Amherst College has been chosen to host an exhibition of Shakespeare’s First Folio in April 2016. The First Folio is a document that contains some of the earliest transcriptions of many of Shakespeare’s best known plays, including “Julius Caesar,” “Twelfth Night” and “Macbeth.” The original Folios were written down by actors who had worked alongside Shakespeare. The First Folio is still widely used today on stage, as many consider it to be the closest to Shakespeare’s original stage instructions.
Of the original 750 prints of the Folio, about a third are currently held at the Folger Shakespeare Library. Selected copies will be exhibited in each of the 50 states, Puerto Rico and Washington, D.C, over the course of 2016. The exhibitions are a joint effort involving the library, the American Library Association and the Cincinnati Museum Center, and intend to celebrate the 400th anniversary of Shakespeare’s death. Peter Nelson, an archivist at the College, described the project as “ambitious,” citing the absence of precedent for such an exhibition on a national scale.
The college was chosen as the exhibition site for Massachusetts after an application process.
“Our selection is the product of extraordinary collaboration between the English Department and Robert Frost Library, the Mead Art Museum, the Center for Community Engagement, the Office of Public Affairs and other campus programs and centers,” said Professor of English Anston Bosman. “We all sat together at planning meetings and wrote different parts of the application documents together. It was a true partnership.”
Campus-wide plans for the exhibition will be announced in the coming months.
“The details of the programming are very sketchy right now,” Nelson said, “but we have expressed an interest in hosting a symposium on Shakespeare, book culture and the publication history of Renaissance books. We’ll probably bring a … scholarly speaker to talk about the First Folio and Shakespeare in general. The Mead will host an event that will attract families, getting kids interested.”
The college’s historic partnership with the Folger Shakespeare Library was another deciding factor in the selection. The library was founded by Henry Clay Folger, a member of Amherst’s class of 1874. Folger’s interest in Shakespeare was sparked during his time at the college, when he attended a lecture by Ralph Waldo Emerson. Following the lecture, Emerson encouraged him to further pursue Shakespeare’s works, and Folger developed a lifelong passion for Shakespeare. Following his rise to wealth and national prominence, Folger began collecting Shakespeare’s works.

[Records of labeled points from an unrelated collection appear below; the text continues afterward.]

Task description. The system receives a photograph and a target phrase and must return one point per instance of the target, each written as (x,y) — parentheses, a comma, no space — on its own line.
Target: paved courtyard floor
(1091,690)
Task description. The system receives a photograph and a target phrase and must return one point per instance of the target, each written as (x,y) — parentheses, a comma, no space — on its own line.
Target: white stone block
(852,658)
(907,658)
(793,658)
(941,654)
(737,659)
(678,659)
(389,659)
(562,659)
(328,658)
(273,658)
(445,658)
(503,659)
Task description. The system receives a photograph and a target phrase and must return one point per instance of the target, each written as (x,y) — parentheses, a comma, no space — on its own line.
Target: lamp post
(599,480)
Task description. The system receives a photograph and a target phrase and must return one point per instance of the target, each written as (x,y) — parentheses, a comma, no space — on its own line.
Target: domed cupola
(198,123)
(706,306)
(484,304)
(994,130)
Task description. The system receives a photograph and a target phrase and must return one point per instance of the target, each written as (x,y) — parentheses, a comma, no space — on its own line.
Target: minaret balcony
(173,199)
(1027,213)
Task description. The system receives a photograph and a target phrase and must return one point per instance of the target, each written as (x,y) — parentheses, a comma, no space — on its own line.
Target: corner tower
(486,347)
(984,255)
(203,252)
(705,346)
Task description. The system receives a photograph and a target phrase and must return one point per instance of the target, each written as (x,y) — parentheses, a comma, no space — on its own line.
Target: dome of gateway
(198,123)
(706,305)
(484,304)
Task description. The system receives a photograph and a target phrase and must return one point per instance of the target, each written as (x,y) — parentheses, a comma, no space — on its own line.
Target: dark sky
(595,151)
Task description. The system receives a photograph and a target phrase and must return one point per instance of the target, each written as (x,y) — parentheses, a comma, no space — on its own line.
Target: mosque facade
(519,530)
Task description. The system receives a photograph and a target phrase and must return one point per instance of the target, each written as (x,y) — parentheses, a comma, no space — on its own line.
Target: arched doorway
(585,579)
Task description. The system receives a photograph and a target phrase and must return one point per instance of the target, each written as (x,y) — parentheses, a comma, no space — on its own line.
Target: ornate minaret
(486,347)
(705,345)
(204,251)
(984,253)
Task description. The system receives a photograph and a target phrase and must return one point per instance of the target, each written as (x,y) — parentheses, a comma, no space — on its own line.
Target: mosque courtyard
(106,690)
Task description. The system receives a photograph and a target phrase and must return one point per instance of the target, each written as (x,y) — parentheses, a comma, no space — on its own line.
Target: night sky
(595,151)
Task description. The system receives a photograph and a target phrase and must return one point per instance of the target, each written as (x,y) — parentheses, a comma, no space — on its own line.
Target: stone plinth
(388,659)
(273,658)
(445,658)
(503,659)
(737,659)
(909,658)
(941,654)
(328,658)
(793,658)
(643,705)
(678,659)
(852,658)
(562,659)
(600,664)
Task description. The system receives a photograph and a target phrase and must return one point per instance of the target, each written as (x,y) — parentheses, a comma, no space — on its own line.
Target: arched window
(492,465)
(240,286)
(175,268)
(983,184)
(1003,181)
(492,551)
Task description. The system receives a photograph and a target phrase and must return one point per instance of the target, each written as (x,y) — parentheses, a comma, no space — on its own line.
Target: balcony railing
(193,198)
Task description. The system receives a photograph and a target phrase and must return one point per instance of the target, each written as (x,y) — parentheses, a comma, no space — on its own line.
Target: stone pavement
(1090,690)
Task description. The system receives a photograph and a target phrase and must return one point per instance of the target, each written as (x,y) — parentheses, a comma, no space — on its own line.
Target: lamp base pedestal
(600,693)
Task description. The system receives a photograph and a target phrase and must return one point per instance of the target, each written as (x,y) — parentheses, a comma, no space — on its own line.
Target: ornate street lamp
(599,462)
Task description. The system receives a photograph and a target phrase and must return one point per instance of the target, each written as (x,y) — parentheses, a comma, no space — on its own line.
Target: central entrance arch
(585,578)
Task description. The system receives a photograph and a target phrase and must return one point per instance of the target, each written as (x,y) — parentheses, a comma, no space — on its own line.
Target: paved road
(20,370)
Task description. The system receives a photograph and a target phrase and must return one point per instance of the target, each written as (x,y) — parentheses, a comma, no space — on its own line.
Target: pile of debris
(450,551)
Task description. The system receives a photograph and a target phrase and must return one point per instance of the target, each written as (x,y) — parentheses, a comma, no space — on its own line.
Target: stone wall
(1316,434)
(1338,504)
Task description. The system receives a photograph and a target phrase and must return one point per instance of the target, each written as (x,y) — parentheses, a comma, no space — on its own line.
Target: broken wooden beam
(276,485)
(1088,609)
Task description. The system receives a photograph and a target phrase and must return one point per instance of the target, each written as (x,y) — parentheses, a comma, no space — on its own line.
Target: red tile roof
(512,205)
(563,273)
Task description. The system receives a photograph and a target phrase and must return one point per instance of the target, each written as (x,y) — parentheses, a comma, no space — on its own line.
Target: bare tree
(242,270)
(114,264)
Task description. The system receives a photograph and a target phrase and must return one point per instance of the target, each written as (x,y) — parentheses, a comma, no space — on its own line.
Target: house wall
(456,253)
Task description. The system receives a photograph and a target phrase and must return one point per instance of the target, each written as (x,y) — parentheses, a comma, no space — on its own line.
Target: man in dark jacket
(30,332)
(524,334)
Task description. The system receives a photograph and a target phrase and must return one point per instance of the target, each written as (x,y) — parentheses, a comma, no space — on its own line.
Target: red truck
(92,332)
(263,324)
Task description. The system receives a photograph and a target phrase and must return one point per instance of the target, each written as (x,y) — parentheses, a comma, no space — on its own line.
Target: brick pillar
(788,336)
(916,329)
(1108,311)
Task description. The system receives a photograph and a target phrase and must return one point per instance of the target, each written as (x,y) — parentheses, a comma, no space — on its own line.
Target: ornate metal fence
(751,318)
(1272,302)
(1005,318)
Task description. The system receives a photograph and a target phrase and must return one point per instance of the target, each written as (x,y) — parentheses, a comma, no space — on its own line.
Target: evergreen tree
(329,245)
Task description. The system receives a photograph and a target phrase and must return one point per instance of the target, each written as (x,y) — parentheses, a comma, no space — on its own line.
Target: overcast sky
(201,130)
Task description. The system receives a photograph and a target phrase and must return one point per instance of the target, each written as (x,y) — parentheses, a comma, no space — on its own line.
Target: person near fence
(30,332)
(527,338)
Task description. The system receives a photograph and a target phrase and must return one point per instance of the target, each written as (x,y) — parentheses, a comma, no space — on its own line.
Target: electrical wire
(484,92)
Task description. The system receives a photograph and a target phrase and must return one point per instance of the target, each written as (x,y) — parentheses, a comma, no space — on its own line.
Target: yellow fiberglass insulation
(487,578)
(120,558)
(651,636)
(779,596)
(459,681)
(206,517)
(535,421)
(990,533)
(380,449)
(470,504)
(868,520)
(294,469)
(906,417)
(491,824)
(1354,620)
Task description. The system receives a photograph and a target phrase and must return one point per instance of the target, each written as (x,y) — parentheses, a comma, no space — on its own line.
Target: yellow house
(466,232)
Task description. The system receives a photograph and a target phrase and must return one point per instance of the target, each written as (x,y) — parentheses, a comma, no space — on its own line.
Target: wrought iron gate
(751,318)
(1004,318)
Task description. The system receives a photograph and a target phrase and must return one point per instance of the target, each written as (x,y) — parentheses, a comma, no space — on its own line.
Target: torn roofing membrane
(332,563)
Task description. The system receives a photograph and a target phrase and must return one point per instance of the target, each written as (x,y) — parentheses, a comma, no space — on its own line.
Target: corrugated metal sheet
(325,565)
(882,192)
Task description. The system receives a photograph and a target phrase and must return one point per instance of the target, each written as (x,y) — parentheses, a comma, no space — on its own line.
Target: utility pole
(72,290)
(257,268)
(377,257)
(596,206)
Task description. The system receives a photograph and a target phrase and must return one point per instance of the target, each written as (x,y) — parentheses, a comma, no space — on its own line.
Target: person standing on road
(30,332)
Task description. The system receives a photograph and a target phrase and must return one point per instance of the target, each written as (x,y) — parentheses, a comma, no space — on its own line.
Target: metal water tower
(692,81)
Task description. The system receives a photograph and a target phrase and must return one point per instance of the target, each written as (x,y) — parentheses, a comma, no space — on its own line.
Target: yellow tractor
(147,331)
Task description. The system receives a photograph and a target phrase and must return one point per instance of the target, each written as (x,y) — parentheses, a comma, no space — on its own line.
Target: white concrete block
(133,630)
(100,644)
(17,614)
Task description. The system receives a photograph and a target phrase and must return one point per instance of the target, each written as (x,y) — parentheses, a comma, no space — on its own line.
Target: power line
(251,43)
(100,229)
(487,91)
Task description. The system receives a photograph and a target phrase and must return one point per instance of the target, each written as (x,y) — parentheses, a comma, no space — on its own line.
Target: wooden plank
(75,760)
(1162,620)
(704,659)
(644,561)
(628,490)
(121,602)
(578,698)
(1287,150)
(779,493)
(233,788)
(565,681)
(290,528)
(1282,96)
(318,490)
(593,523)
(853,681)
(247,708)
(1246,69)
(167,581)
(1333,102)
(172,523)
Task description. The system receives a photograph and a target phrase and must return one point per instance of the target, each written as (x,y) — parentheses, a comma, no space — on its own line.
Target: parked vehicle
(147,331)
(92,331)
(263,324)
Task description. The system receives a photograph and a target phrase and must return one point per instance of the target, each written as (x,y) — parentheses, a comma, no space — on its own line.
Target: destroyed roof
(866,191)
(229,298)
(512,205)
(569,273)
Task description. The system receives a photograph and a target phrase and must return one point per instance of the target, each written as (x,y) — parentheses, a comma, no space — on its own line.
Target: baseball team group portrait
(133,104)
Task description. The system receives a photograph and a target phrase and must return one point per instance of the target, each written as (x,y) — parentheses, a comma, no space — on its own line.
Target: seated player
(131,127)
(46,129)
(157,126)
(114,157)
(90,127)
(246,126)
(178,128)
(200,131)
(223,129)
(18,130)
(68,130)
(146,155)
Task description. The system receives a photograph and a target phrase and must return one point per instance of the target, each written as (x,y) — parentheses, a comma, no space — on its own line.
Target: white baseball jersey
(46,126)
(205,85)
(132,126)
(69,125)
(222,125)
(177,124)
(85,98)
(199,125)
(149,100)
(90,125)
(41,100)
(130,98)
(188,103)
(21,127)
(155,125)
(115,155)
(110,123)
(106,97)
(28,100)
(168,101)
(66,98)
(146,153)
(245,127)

“The Folio gives material form to an intellectual bond,” Bosman said. “This exhibition reaffirms our relationship with our sibling institution, the Folger Shakespeare Library.”
One stated goal for the exhibition at Amherst is to involve the Five Colleges as well as local and regional residents.
“We will have tie-ins with other local libraries, like the Jones Library in Amherst and the Renaissance Center at UMass, so it’s going to be a wide partnership with other museums and libraries,” Nelson said. “This is an opportunity to allow people from small towns to come by, develop programming that will invite local communities — not just the Amherst College community — to learn about Shakespeare, to see the book up close, and to learn the context of Shakespeare and his work.”
Nelson said that the Pioneer Valley is a good location for the exhibition because it allows Shakespeare’s work to be exposed to a regional community that has never interacted with these works in a tactile fashion.
Bosman also plans to integrate the exhibition and related programming into his course on Shakespeare, which is held each spring.
“I want to involve as many visiting scholars from the Folger and other colleges and libraries in the Shakespeare course as possible,” he said. Other courses at Amherst, across various disciplines in the humanities, are also planned to take advantage of the First Folio’s visit.
“This is not going to be closed event for specialists, but an outreach opportunity both locally and regionally,” Bosman said. “One of my plans is to get faculty and staff who don’t normally work on Shakespeare but feel inspired by him to join the conversation in whatever form they practice.”
“I hope the exhibition will be a lightning rod for debate on campus,” Bosman said. “Shakespeare has inspired many of the world’s greatest artists and thinkers — from John Keats to Duke Ellington, from Maya Angelou to Mumford & Sons — and many Amherst students and faculty are Shakespeare fans.”